In a dispute between two Virginia lawyers, a U.S. District Judge has rejected attorney Cynthia Smith’s claim that another attorney, Timothy Purnell, interfered with her contract with a client and caused her to suffer nearly $4 million in financial losses.
Smith had been representing a Northern Virginia family, the Wieses, in a dispute with their neighbors. Eventually, the Wieses became dissatisfied with her representation and hired Purnell in her place. Smith sought her full $30,000 fee from the Wieses but ended up settling the fee dispute with them for $5,000. She and the Wieses signed a settlement agreement in 2009 that provided for a full release of all claims. Two years later, Smith sued Purnell over his role in representing the Wiese family, alleging that Purnell tortiously interfered with her right to receive the full payment from the client. She said that Purnell at one point promised her that he would ensure that she would be “paid in full” by the Wieses and that he reneged on this promise. She also claimed that she signed the settlement agreement under duress in that her “decision to trust God” led to a series of financial losses.
U.S. District Judge James Cacheris, in a December 9, 2011, ruling, rejected all of Smith’s claims and dismissed the complaint. He turned down her motion for leave to amend her complaint, finding that any amendment would be futile because the facts before him did not state a cause of action. Judge Cacheris wrote that Smith’s claims were barred by the release language in the settlement agreement that she signed in 2009 with the Wieses. In his ruling, the judge pointed out that the agreement extinguishes all claims that Smith might have not only with the Wieses but also with their attorneys.
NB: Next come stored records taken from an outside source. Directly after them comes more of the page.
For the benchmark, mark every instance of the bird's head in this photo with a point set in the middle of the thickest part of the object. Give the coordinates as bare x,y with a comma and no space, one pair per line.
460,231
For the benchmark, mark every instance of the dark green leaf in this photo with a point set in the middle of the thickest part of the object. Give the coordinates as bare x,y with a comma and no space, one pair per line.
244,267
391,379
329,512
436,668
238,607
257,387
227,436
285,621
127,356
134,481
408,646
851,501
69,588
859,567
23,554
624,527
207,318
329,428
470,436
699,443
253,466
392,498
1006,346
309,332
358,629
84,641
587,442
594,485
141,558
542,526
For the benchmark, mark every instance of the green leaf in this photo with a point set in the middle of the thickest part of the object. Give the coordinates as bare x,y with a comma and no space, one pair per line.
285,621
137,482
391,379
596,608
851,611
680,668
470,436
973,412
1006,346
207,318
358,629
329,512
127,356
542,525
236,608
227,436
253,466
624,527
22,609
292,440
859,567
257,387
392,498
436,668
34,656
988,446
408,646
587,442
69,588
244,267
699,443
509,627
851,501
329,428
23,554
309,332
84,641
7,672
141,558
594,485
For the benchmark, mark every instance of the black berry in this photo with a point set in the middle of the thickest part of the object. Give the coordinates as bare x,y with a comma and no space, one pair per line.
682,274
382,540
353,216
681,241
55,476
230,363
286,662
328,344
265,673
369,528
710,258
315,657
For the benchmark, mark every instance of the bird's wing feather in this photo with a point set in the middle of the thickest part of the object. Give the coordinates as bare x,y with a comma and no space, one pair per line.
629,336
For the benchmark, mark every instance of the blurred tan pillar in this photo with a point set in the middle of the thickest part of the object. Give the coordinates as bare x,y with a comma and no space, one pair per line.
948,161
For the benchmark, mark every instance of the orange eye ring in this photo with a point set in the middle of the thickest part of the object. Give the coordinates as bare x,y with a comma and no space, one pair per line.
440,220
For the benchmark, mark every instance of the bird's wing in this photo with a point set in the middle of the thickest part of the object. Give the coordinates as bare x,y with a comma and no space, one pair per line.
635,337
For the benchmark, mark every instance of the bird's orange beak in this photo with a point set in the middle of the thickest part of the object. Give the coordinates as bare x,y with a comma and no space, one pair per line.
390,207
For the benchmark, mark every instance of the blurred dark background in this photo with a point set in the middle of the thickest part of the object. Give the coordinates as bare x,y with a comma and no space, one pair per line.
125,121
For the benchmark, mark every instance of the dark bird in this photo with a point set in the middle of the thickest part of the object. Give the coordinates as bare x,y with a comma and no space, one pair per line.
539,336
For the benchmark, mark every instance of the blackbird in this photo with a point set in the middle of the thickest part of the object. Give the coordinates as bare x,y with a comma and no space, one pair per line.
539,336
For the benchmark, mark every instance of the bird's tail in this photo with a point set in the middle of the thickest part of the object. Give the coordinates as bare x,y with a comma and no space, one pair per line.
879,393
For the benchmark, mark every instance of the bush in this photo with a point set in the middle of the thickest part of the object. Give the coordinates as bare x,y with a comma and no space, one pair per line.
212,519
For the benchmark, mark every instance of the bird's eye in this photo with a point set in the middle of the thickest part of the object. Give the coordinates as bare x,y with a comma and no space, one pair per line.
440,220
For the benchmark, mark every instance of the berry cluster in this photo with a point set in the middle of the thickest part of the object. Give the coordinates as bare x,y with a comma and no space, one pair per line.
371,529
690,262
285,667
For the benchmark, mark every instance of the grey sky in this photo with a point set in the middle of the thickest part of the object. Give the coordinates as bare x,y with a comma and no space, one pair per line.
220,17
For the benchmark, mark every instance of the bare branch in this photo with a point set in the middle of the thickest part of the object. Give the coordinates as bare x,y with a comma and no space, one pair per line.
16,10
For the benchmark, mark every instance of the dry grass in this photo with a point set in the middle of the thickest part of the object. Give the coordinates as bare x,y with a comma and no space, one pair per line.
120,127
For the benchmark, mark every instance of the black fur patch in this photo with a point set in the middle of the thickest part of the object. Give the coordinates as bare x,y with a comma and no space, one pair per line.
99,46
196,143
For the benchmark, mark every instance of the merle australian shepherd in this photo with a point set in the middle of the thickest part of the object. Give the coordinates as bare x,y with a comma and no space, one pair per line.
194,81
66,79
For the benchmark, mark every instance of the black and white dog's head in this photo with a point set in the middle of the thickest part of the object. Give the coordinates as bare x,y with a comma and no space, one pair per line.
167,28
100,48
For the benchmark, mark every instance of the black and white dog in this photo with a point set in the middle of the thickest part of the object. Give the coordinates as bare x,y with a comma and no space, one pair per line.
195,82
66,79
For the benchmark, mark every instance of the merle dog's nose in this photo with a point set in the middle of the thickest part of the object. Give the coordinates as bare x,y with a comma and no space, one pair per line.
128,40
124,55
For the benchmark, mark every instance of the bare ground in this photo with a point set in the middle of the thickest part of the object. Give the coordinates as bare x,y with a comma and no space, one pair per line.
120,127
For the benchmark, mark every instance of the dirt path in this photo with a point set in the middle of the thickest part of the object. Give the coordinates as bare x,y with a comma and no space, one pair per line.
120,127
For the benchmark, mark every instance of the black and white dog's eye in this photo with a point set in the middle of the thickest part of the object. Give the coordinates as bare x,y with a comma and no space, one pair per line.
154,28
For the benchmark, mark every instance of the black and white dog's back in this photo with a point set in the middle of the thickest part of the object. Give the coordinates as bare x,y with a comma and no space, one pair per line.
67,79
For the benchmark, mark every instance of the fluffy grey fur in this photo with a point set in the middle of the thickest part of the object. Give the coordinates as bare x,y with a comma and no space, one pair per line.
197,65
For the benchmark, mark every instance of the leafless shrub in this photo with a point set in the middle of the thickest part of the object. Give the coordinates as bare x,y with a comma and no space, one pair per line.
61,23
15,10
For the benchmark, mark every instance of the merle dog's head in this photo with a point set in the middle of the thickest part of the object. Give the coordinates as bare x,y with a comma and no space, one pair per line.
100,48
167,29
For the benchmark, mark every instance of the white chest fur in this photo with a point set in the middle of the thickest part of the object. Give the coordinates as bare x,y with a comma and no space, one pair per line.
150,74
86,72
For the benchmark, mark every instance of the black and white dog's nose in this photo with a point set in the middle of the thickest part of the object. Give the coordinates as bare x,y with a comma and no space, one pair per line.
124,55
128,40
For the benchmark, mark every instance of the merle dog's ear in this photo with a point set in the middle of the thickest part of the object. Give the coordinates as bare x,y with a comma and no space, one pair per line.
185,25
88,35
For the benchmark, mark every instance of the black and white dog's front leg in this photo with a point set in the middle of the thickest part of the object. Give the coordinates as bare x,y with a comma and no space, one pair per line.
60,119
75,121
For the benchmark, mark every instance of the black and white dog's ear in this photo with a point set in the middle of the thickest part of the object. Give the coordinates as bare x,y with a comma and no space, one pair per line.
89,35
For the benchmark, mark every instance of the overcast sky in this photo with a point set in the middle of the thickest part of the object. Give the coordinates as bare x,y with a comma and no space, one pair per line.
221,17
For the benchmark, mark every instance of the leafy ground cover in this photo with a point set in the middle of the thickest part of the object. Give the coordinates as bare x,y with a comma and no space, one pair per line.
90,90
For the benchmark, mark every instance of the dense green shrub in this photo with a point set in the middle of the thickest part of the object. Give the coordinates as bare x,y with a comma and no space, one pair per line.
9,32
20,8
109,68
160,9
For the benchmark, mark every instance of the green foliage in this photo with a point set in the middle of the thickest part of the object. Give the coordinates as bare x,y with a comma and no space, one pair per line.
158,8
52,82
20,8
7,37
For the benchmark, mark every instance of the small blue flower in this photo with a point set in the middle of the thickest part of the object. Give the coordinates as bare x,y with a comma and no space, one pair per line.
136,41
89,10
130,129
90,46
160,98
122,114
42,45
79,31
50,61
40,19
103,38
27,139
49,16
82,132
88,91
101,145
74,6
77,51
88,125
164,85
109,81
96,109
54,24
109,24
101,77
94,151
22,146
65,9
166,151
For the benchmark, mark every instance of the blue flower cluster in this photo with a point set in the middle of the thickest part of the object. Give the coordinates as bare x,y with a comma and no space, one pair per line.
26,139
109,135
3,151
Judge Cacheris ruled further that Smith’s financial distress at the time did not amount to legal “duress” that permitted her to avoid the provisions of the settlement agreement.
“There are no facts alleging that Defendant or the Wiese family exerted force, intimidation, or threats related to the offer to settle, and, in fact, there is evidence that they also offered to bring the dispute to mediation,” the judge wrote. “That Plaintiff informed Defendant of her difficult financial position does not convert the offers to mediate and settle into coercion.”
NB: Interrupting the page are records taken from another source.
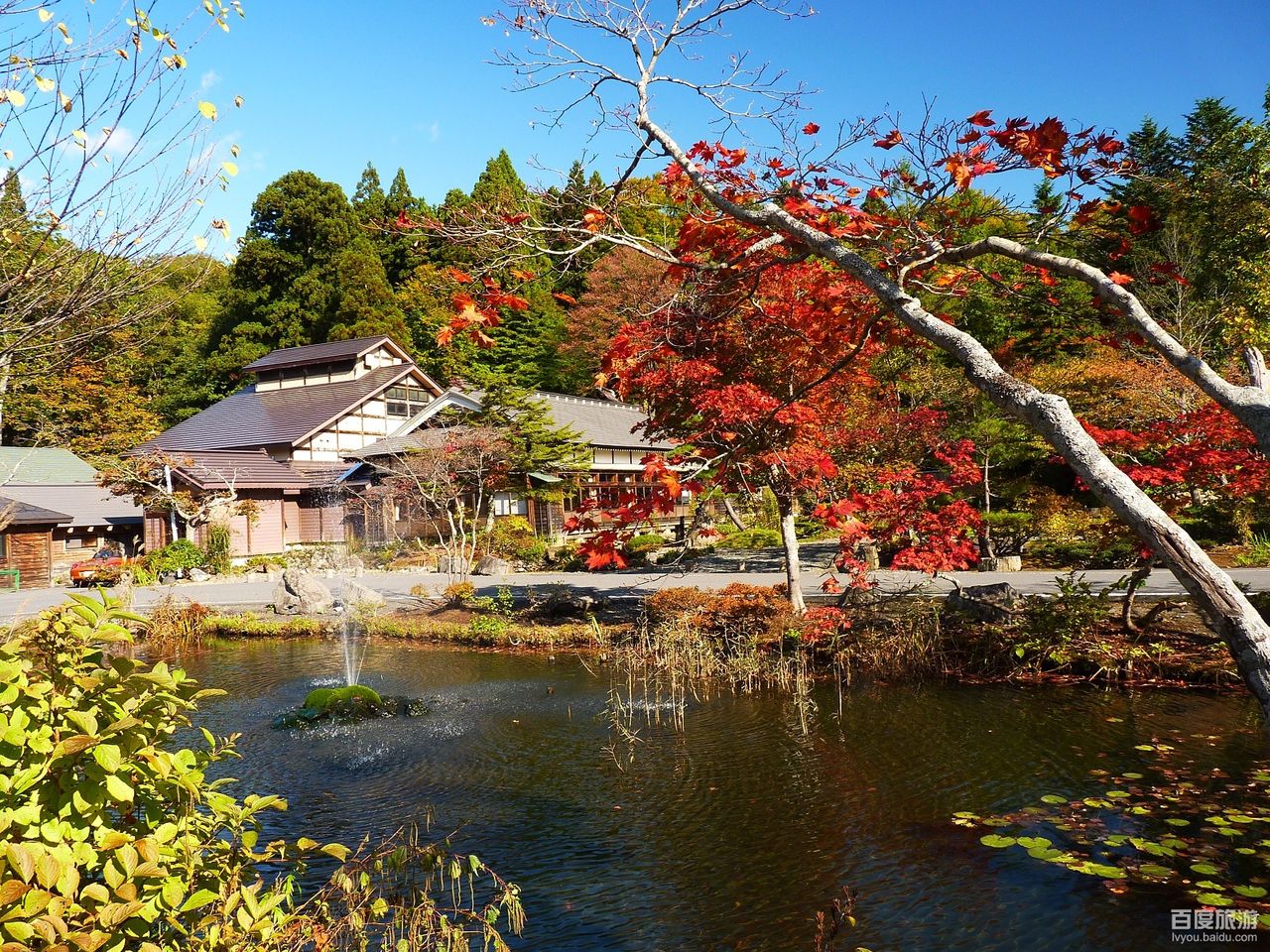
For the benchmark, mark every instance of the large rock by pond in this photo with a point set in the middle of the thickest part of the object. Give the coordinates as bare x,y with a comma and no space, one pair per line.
344,705
493,565
300,593
994,603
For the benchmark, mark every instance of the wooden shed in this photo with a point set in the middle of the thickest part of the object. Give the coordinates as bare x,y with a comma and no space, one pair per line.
27,543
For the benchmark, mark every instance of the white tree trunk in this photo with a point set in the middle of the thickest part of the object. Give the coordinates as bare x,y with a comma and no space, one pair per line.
793,562
1216,597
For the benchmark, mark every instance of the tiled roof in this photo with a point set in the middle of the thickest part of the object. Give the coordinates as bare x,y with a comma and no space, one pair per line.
310,354
85,503
24,515
241,468
282,416
36,465
601,422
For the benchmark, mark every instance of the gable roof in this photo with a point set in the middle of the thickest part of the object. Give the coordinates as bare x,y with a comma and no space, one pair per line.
331,352
601,422
42,465
85,503
598,422
282,416
26,515
241,468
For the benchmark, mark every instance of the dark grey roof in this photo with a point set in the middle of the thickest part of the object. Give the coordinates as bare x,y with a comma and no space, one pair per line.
86,503
601,422
241,468
37,465
16,513
427,438
333,352
282,416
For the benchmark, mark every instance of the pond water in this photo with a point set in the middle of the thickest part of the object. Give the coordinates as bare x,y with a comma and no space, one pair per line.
731,833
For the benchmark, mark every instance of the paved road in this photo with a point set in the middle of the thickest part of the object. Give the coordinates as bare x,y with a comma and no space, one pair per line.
752,569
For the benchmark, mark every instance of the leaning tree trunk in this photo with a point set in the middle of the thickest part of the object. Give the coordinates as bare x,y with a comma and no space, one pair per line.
789,542
1227,610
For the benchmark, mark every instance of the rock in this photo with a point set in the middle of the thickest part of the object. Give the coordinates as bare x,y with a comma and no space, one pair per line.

Judge Cacheris also ruled that even if it were not for the settlement agreement, Smith could have no claim against Purnell for interfering with her agreement with the Wieses. Purnell was their attorney and thus their agent, he pointed out – and Virginia law does not allow a claim for tortious interference by an agent with his principal’s contract, since for this purpose the agent and the principal are one and the same entity. One cannot tortiously interfere with one’s own contract. “Despite being an attorney, Plaintiff has remarkably missed the fact that the attorney-client relationship is one of agency,” the judge wrote.